The suspect is said to be connected with other groups and individuals spreading neo-Nazi and far-right propaganda. He is also said to belong to the supremist movement that views white people as superior. Europol names the so-called Siege movement for this purpose. This is an online fascist community that is simultaneously active „offline.“
Support by FBI
The latest investigation in Slovakia was supported by the US FBI as well as Europol. The police agency has launched a joint Task Force and sent two experts to Slovakia. They have access to EU databases and can cross-check emerging information with them.
Eurojust, the EU agency for judicial cooperation in criminal matters, set up a Joint Investigation Team with Slovakia and the Czech Republic. Its purpose is to facilitate the collection of evidence and ensure subsequent prosecution.
The suspect is „known in the international far-right cyberspace, Europol explained.“ In addition to the construction instructions, he is said to have disseminated „extremist hate speech and terrorist activities.“ These had included suggestions for sabotage attacks.
Coordination from The Hague
The Slovak military intelligence discovered the suspect „through his specialized activities“ and subsequently prompted a law enforcement investigation. The EU police agency describes the secret service as a „partner agency.“
Various Europol units also would have analyzed „operational intelligence,“ provided „operational analysis,“ and facilitated information sharing. For classified and cross-border exchanges, the agency operates the encrypted SIENA network.
„Operational activities“ were also coordinated from The Hague, Europol writes. The agency also provided technical assistance in analyzing the seized electronic devices, it said.
Warning in 2015
The development of 3D printing technology for the manufacture of firearms is considered one of the major challenges for law enforcement. Europol already pointed out corresponding risks in a report in 2015. However, this assessment contradicts itself in some places.
Despite the huge media interest after the presentation of the first 3D-printed gun in May 2013, Europol considered it is „unlikely to become a major source for the proliferation of firearms“. This, it said, was due to the technical complexity of manufacturing with a 3D printer and the relatively low prices of conventional firearms on the black market in the EU.
Still, the report warns against „innovation towards self-replicating 3D printers.“ This could offer new opportunities to organized crime groups.
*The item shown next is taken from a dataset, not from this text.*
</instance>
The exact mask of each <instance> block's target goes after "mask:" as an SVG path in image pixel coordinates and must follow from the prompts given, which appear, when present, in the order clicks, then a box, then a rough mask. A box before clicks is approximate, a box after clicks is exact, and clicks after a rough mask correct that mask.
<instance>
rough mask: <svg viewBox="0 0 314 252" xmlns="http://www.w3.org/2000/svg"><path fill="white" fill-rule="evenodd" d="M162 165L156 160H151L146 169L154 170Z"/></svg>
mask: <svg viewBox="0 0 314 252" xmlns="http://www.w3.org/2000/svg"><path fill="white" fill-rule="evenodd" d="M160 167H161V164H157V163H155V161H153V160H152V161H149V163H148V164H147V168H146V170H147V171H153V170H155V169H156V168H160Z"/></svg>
Europol therefore urged a heightened awareness of the current threat environment seven years ago. This, it said, included the use of 3D printing to manufacture explosives.
Conference at Europol
Three weeks ago, some 120 investigators, ballistics experts, forensic scientists, „policy makers“ and academics gathered at Europol for an international conference on the threat posed by 3D-printed weapons.
At Europol, self-printed weapons are addressed as part of the Weapons and Explosives Analysis Project. EU member states can participate in these analysis projects at their own discretion and share information there.
Under the leadership of the Dutch police, EU member states want to set up a network of specialists on self-printed firearms at Europol. Findings „from ballistic experts, forensic scientists, policy makers and academia“ are to be pooled there.
At least 116 people killed in 16 years
The arrest in Slovakia proves that 3D weapons are exacerbating the phenomenon of violent, far-right movements in the European Union. However, the French EU Presidency recently warned against this.
In 2019, the assassin in Halle/ Germany used a weapon partially homemade with a 3D printer. In 2021, the Spanish National Police shut down a 3D-printed weapons workshop in the Canary Islands, finding „white supremacist literature.“ In the same year, two men and a woman were arrested in the UK for right-wing terrorism and charged with possessing components for 3D-printed weapons.
Right-wing extremists have carried out more than 31 attacks since 2006, including 11 with firearms. At least 116 people have been killed and 387 injured, it said. As in the Siege movement, to which the arrested man belongs, the idea of arming for a „racial civil war“ is widespread in the far-right scene, the agency said said.